January is not just the start of a new year, but for the keen gardeners amongst us it is also the start of a new gardening season. Even though...

January is not just the start of a new year, but for the keen gardeners amongst us it is also the start of a new gardening season.

Even though the temperatures are cold enough to make a polar bear think about putting a coat on, there is still lots to be getting on with in the garden.  

There are lots of pruning jobs to be doing over the next month or two before the sap starts to rise and the buds start to break.

Just be careful what plants you are pruning as you could easily start cutting off this year’s flowering wood – some plants flower on new growth and others flower on last year’s growth. So do find out what you are cutting before you ‘go in’ with the secateurs. This could make the difference between a good show of flowers and no flowers at all. 

Prune your apple and pear trees. This will let more light onto your tree and increase the fruiting buds.

Another good job to do in the fruit garden is to give all your fruit trees and bushes a good mulch of well rotted manure or good garden compost. This will add nutrients to the soil, act as a weed suppressor and retain moisture in dry, summer months. Do make sure however, that there is no frost in the soil when you mulch otherwise it will become trapped inside and take longer for the soil to warm up in spring.
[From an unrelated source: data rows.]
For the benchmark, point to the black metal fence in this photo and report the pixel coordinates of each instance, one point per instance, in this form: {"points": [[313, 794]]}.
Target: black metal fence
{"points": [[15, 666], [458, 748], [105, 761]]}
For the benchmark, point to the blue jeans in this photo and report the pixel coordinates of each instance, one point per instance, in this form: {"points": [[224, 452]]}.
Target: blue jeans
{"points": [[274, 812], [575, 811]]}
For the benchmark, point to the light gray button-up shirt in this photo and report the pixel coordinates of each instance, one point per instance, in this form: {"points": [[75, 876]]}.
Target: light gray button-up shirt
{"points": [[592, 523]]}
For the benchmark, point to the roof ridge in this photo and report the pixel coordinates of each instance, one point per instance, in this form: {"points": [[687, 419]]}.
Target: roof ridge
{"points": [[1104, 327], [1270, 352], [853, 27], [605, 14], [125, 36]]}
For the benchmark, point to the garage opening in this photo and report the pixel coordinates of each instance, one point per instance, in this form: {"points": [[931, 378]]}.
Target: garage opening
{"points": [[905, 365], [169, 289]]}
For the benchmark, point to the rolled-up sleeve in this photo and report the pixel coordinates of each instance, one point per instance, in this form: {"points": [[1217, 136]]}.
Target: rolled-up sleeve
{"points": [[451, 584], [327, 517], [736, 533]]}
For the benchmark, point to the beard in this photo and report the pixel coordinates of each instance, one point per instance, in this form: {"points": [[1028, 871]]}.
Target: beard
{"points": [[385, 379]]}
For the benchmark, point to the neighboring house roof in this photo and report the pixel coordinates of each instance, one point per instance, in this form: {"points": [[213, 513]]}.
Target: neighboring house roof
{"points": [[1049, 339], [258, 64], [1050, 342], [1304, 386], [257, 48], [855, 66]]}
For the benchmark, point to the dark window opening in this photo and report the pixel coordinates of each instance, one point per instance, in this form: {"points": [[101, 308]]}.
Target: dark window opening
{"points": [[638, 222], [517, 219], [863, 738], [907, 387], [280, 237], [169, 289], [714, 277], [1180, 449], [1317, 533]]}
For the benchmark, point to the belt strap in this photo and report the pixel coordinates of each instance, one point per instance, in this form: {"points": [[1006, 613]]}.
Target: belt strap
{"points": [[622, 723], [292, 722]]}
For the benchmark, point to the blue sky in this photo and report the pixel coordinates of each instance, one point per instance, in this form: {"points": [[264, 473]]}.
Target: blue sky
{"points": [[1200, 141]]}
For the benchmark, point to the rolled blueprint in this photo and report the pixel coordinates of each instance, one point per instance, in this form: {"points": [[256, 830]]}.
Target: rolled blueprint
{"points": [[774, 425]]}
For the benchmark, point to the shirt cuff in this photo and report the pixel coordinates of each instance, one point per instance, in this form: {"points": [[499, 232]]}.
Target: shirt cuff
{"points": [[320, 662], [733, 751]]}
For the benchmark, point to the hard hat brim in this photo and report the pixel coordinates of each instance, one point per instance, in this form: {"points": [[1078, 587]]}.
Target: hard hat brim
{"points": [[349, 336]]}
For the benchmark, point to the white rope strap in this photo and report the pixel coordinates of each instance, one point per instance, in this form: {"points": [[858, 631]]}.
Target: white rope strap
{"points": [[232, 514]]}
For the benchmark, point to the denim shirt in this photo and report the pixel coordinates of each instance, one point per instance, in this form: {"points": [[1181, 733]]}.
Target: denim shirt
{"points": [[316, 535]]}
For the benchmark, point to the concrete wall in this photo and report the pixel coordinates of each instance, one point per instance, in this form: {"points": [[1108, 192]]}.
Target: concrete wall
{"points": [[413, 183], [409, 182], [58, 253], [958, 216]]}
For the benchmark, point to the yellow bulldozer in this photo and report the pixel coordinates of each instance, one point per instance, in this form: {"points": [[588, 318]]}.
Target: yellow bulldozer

If you are looking to plant any shrubs, trees or roses this year, now is a great time to order and plant bare root plants. Not only will they grow more quickly than pot grown plants, but they are much more likely to grow into bigger plants. Also they are over half the price of a pot grown plant. When you take delivery of your plants it is a good idea to soak them in a bucket of water for an hour or so as they will probably have dried out during delivery. 
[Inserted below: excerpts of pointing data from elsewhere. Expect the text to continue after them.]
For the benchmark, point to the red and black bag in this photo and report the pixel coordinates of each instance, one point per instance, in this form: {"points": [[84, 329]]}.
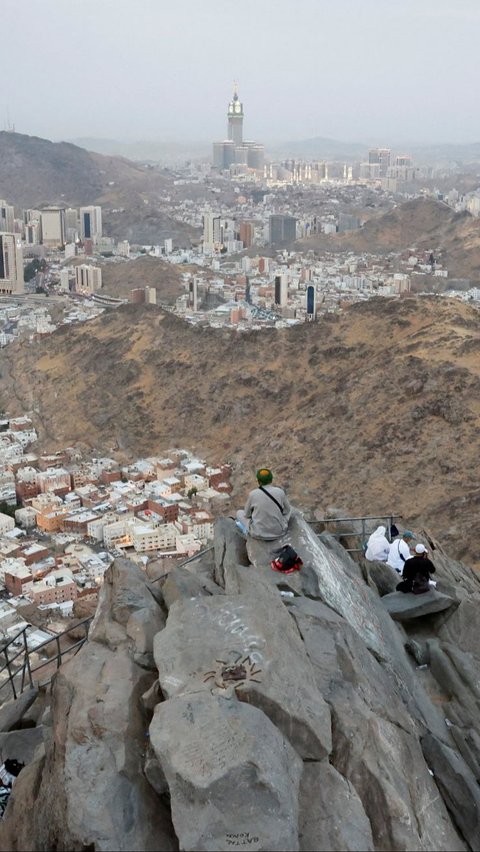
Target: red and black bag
{"points": [[286, 560]]}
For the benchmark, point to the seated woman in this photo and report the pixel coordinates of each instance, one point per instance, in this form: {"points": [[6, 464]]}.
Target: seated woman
{"points": [[378, 546], [416, 572]]}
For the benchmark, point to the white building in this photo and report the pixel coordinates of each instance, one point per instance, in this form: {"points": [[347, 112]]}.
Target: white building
{"points": [[53, 226], [6, 523], [88, 279], [91, 223], [7, 217]]}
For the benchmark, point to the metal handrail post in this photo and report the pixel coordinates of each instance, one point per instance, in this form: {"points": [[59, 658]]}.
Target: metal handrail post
{"points": [[27, 658], [11, 677], [186, 561]]}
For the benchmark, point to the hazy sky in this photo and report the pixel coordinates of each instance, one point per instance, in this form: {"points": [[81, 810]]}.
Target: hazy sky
{"points": [[356, 70]]}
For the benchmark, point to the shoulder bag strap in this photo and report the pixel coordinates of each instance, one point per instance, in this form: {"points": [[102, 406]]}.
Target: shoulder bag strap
{"points": [[271, 497]]}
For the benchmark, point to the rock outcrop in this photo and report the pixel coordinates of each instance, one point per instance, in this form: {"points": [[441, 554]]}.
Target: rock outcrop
{"points": [[227, 706]]}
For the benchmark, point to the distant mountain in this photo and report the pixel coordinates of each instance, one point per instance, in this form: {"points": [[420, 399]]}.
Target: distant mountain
{"points": [[150, 151], [375, 409], [448, 154], [320, 148], [422, 222]]}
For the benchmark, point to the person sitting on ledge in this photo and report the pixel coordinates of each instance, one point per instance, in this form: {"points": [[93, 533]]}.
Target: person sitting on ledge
{"points": [[267, 510], [378, 546], [416, 572], [399, 551]]}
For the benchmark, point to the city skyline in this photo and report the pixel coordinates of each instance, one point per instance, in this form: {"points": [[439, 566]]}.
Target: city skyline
{"points": [[307, 70]]}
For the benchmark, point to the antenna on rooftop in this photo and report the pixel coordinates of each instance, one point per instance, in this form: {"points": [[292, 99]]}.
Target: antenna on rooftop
{"points": [[10, 128]]}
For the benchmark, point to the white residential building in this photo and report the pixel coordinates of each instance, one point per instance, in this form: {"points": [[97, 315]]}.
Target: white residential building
{"points": [[88, 279]]}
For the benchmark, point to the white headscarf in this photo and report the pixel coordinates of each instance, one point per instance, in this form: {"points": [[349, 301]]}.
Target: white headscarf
{"points": [[378, 546]]}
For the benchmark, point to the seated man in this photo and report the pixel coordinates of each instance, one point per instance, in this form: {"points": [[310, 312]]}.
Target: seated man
{"points": [[416, 572], [399, 551], [267, 510]]}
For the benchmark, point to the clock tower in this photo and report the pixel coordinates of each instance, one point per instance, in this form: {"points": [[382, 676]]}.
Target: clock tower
{"points": [[235, 118]]}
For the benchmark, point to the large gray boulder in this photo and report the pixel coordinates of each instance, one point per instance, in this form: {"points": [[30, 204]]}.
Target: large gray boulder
{"points": [[233, 778], [332, 816], [127, 613], [12, 712], [230, 549], [20, 745], [124, 592], [458, 786], [374, 737], [256, 625], [405, 606], [90, 788], [183, 582]]}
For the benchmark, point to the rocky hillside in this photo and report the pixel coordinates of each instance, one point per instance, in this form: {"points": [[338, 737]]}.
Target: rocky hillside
{"points": [[224, 706], [35, 172], [376, 410], [422, 223]]}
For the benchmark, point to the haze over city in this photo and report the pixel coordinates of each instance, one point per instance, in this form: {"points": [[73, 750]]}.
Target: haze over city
{"points": [[370, 72]]}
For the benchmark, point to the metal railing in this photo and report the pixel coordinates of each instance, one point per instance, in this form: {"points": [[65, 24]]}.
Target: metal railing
{"points": [[18, 663], [363, 534], [186, 561]]}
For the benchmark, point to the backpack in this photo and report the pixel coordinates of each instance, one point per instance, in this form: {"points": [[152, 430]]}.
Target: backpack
{"points": [[286, 560]]}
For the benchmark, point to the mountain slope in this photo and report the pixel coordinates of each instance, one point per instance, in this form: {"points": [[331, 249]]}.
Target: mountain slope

Soil preparation is important. Dig out a good sized hole, large enough to comfortably fit all the roots within. Incorporate lots of garden compost or well-rotted manure into the soil you have removed from the hole. Dust the roots in mycorrhizal fungi as this will greatly increase the root growth of the plant. Back fill with the soil and compost mix making sure you get all the soil between the roots by shaking the plant. Be careful not to bury the plant too deep, firm the plant in with heal of your boot and give it a good watering in.
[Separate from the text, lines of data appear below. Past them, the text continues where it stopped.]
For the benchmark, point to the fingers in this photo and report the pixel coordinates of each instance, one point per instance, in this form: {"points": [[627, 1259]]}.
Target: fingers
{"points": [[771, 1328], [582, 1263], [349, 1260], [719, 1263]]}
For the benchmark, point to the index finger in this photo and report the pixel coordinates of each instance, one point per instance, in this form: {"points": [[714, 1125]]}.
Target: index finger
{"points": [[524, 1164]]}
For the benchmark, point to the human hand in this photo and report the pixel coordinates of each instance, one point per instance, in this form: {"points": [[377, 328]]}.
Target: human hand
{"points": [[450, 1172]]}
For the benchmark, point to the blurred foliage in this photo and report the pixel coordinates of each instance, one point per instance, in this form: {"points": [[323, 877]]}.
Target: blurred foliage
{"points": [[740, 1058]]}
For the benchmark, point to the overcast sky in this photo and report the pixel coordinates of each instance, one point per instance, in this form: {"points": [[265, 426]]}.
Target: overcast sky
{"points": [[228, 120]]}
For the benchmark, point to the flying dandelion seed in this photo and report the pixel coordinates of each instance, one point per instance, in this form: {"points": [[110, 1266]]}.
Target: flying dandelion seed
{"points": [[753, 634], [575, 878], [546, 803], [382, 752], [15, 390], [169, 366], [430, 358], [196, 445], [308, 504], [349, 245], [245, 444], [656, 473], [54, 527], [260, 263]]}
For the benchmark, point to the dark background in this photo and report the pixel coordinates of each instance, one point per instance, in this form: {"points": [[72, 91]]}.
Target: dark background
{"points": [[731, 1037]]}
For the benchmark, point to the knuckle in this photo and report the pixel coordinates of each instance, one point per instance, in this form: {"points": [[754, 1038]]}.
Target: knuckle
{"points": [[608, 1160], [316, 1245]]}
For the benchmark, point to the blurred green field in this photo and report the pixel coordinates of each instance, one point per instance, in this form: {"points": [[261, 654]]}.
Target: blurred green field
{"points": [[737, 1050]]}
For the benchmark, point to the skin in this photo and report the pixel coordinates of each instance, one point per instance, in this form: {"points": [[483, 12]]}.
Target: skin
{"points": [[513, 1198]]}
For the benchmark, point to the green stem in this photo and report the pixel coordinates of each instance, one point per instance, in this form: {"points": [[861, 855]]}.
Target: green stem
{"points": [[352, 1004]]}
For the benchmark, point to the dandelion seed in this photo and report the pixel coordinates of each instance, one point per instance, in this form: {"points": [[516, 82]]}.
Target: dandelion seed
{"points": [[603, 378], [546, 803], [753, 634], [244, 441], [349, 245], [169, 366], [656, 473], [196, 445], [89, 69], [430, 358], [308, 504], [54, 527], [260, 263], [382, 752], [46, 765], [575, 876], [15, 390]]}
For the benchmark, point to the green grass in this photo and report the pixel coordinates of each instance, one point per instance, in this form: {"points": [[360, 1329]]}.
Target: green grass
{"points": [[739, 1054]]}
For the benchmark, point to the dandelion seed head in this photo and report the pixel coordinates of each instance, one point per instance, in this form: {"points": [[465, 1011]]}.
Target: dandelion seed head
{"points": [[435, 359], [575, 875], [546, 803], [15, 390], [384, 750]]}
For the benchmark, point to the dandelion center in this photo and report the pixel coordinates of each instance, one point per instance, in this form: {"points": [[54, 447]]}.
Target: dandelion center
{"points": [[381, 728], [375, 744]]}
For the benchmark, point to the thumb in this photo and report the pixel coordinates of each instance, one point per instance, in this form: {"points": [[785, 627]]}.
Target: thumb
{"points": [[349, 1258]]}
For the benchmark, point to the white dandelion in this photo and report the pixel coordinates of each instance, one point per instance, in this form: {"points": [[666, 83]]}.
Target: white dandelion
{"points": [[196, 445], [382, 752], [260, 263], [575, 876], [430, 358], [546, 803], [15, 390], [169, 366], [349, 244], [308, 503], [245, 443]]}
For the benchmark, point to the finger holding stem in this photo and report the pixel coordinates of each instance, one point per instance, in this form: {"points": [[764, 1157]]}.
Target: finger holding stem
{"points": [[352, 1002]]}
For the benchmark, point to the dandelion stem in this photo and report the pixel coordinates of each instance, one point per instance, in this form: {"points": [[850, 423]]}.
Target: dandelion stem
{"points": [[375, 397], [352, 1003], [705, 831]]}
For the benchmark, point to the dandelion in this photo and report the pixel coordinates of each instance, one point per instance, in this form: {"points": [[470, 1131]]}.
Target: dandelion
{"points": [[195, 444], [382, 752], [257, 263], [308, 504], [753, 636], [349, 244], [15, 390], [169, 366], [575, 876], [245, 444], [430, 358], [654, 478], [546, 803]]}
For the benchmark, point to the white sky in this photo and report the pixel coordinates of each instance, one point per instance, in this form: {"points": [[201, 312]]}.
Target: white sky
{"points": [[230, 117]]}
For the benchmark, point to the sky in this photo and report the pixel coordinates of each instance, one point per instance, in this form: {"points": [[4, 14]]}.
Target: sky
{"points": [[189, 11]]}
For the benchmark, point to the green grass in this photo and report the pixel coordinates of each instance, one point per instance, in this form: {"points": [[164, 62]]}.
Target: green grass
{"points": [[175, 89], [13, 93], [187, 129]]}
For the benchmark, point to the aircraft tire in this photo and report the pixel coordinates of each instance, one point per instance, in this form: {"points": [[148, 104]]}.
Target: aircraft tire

Seed sowing season is nearly upon us too, so it is good to get your seed box out to see what seeds you have and check that they are still in date. Then work out what you want to grow this year and make a list, ticking off all the seeds you already have, then get out all of your seed catalogues and get ordering. You will always have lots of spare seed packets and lots of seeds that you have saved from your own plants left so why not take them along to your local seed swap? There are lots going on around the country so why not look on line to find out where the nearest one is to you.